When I started my model site, The Sprue Lagoon, I didn’t really know what it was going to be like, or how long I’d stay at it. As a result of the site, though, I’ve managed to make all kinds of new connections, and it’s really become an important part of how I model. I take great pride in finding and reviewing both interesting, and completely oddball, subjects. One thing I’ve found since I started it back in 2012 is that I now often think “Would that be a fun kit to review?” before I even think of “Would that be a fun kit to build?” I have changed the way I think to try and take what everybody out there in “internet land” might like to see or find interesting. 

As it turns out, this has led me down a number of interesting roads, and continues to do so.
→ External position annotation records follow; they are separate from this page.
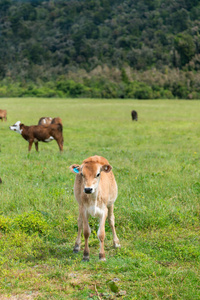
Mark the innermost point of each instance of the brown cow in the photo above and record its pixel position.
(44, 121)
(95, 190)
(40, 133)
(3, 115)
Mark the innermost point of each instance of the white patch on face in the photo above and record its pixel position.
(49, 139)
(16, 127)
(95, 183)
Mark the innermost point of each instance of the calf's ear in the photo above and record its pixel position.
(106, 168)
(75, 168)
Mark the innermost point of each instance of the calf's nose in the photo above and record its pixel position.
(88, 190)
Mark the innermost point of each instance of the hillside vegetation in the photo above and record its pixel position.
(101, 48)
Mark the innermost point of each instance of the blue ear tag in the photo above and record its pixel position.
(76, 170)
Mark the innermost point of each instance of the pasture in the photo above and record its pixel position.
(157, 212)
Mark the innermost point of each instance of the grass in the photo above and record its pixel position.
(156, 165)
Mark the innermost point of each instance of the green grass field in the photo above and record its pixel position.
(156, 165)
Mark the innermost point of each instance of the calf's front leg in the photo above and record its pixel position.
(111, 221)
(30, 145)
(77, 245)
(101, 234)
(86, 232)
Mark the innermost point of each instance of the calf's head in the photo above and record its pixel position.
(17, 127)
(90, 173)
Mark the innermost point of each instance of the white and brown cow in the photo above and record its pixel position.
(44, 121)
(95, 190)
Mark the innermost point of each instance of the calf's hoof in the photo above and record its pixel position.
(86, 258)
(76, 249)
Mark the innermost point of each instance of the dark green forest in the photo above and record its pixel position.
(142, 49)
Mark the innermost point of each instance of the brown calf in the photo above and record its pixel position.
(3, 115)
(44, 121)
(40, 133)
(95, 190)
(134, 115)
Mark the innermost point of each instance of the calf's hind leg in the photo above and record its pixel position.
(77, 245)
(111, 221)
Seven years after starting the website, I have reached a milestone I didn’t even think was possible – 250,000 hits. That’s big for a site just made by one dude and his model stash, I think. I wanted to have a bit of a celebration for it; do something special, something a bit bigger than usual. 

Well, thankfully, I found just the thing! A couple of years ago, I managed to get my hands on what is still the biggest car kit in my inventory, a 1/16 Street Van called “Movin’ Out”. It is a wild, wild “big rig show van” in the most overdone tradition of both the late ‘70s Vannin’ craze, AND the late ‘70s taste for humungous pieces of styrene! 
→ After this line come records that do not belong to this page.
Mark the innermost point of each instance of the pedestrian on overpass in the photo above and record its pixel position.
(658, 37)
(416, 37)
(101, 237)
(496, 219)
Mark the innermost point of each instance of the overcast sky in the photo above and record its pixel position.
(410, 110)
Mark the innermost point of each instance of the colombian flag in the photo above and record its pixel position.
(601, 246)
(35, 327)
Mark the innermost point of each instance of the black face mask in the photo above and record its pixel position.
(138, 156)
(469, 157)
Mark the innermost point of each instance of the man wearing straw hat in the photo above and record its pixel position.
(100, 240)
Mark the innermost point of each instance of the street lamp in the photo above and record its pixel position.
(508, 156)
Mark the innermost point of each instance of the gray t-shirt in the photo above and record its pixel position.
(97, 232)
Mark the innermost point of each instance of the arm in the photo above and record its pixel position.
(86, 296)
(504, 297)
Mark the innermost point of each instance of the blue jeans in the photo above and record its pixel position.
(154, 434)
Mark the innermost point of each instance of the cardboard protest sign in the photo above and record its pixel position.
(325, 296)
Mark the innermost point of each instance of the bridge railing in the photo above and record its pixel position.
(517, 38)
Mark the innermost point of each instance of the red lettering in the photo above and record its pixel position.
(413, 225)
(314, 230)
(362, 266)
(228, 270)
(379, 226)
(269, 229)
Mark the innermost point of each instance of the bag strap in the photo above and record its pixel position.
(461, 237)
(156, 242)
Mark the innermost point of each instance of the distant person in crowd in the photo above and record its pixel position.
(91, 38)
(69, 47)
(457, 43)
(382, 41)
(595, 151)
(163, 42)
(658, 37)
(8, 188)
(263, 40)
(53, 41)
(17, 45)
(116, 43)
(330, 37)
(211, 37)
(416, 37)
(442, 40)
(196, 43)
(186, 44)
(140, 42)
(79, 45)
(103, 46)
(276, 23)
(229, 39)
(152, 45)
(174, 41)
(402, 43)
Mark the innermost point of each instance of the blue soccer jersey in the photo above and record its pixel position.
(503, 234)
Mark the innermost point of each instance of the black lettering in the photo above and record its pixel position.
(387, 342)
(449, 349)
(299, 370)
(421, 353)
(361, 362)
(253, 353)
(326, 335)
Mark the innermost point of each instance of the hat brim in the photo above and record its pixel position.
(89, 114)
I thought that it would be a fitting thing to present at this milestone occasion; a big review of a big kit on a big day. Check it out at the link below.
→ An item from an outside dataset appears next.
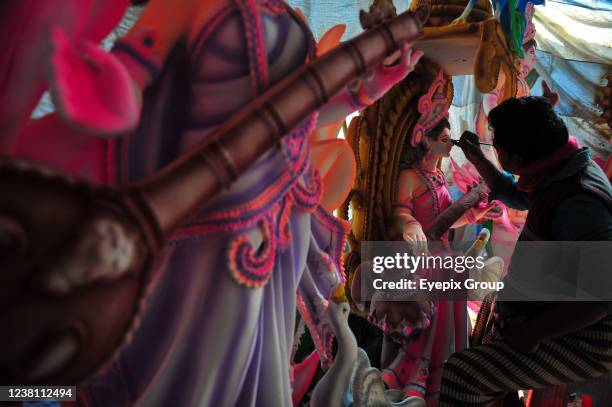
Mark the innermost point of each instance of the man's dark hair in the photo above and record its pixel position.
(527, 127)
Thanks, to everybody, who’s helped make my site successful, and has made my modelling far more fun and interesting than I’d have ever thought possible. Just like this van, you all rock!

*https://adamrehorn.wordpress.com/revell-1-16-movin-out-big-rig-street-van-oob/*


----------



## aussiemuscle308 (Dec 2, 2014)

Cool review. you make it sound delicious. what the hell are those rims?


----------



## Faust (Dec 1, 2012)

aussiemuscle308 said:


> Cool review. you make it sound delicious. what the hell are those rims?



Yeah, it's plenty tasty-looking!

I think the wheels are from a pre-done diecast, maybe something in the "DUBS" series... I agree they suck. WHy someone took the originals, and replaced them with these, I can never even start to guess.

My Uncle has a 1/15 '57 vette he's not using... it has GTA-like wiry wheels it could donate. They might do the trick!


----------



## Richard Baker (Aug 8, 2006)

That looks like a real fun build- a great size for detail!

Strange- part of me wants to build the kit stock but replace the western style interior with something along the lines of a Trek shuttlecraft

I do hope when you build this kit you can post pictures of the completed project


----------



## Milton Fox Racing (May 27, 2014)

Congrates on 250k and the 500k to come. :cheers2:


----------



## Faust (Dec 1, 2012)

Thanks a lot guys! 

So long as there are people out there who support the site, and there are kits to build, then it'll just keep on rollin'! 

Man, that Trek shuttlecraft idea is totally outside the box! What a great idea!! I will build mine "stock" (i.e. to the box) but I'd LOVE to see one done like that, Richard! 

If I ever get the guts to build this guy, I'll keep you guys in the loop for sure!


----------



## Zombie_61 (Apr 21, 2004)

This is one "out there" design that Chevy should have actually produced, especially during the '70s when "trucker" movies were so popular.


----------



## Fury3 (Jan 18, 2003)

I had this kit some....30 plus years ago...talk about nostalgia.


----------



## Faust (Dec 1, 2012)

Zombie_61 said:


> This is one "out there" design that Chevy should have actually produced, especially during the '70s when "trucker" movies were so popular.


Oh, man... good point! They could have used it in a movie, to be an ultimate tie-in, like the Starsky and Hutch Torino.

I can see it now, it would be like combining the Bandit's T/A with Snowman's rig! I guess that would make it "Smokey and the Vandit"? You could add an oh-so-70's Mexican element and call the movie "El Vandito", and have it about him smuggling "goods" across the border. Hmm...

Of course, you'd never fit an elephant in there for the sequel. Wait... maybe that's better.


----------



## RS3 (Jun 16, 2013)

...The ultimate fodder for a Cannonball Run machine!


----------